Tuesday, July 3, 2018

Patience

Big projects do not willingly yield big moments. I'm getting impatient for a big moment. I read a book, check it off the list, and move on to the next one. It feels like such a small thing against the much bigger task of making my way through this large and largely arbitrary list of titles. It's not like I'm going to stop reading anytime soon, but the sense of pressure I feel to make progress, to show something for all my work and effort in resisting the urge to just acquire, makes me want to feel like I'm making progress. That sense of getting something done is hard to find when every step is so small relative to the size of the whole journey.

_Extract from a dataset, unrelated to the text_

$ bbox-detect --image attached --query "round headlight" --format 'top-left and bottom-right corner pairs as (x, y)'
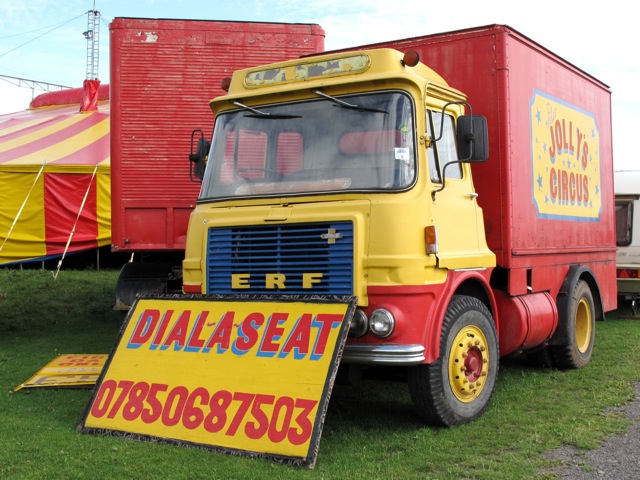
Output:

Losing weight is similar. You work, work, work only to see nothing much change on a day to day basis. Looking back over months or years progress is apparent, but the daily living of the process yields so little in perceptible change. The dedication to stick with the process, to keep living the way you want things to be eventually rather than the way things are now requires patience. You have to wait for results to show up and a difference to show itself. Sticking to the plan is not fun when you're stuck in the grind.

The novelty of the Book Shelf Zero challenge is gone. The thrill of getting the list together, seeing the size and scope of the challenge take shape, and making the first few steps against that big audacious goal is an exciting time. I'm well past that stage. It's just an endless list of books to read. I enjoy the books that I've read. I finished American Pastoral last week. Phenomenal book. I'm charging through the 3rd Culture book now. It's fantastic. The way Banks makes cracks about how ancient the relics of the events of the first Culture book sounds like an acknowledgment of the inferiority of Consider Phelbas. He wants it to be cast back in the deep past. I'm happy to leave it back there with him.

I enjoy each book I read as an individual experience, but the experience of the broader reading goals is not as pleasurable. There is just so little progress. I kind of can't help but thinking why bother and what's the point. I could just abandon my plans and pursue whatever feels good, as recommended by people who manage to read over a hundred books a year (although counting a 90 page play as a book is hardly the same thing as a hefty novel), but that surrender to chance and whim is exactly the opposite intention of Book Shelf Zero. Eat whatever feels good will lead to massive weight gain. Reading (and buying) whatever sounds fun and engaging has lead to my current predicament (over a hundred books in my house just waiting to be read). I can't just do whatever. Sure, the numbers of books I read in a year may pop up a bit (I don't think I could ever get to 100, at least not in my current reading patterns and habits), but I wouldn't be reading the books that I want to have read.

Embracing the pointlessness of reading all my owned books just for the sake of reading them is central to the challenge. There is no tangible reward at the end. It's just doing something that requires some dedication and commitment. It's an effort to break the thread of just living life moment to moment and finding a way to link all of those moments and transient interests into something with greater purpose and intention.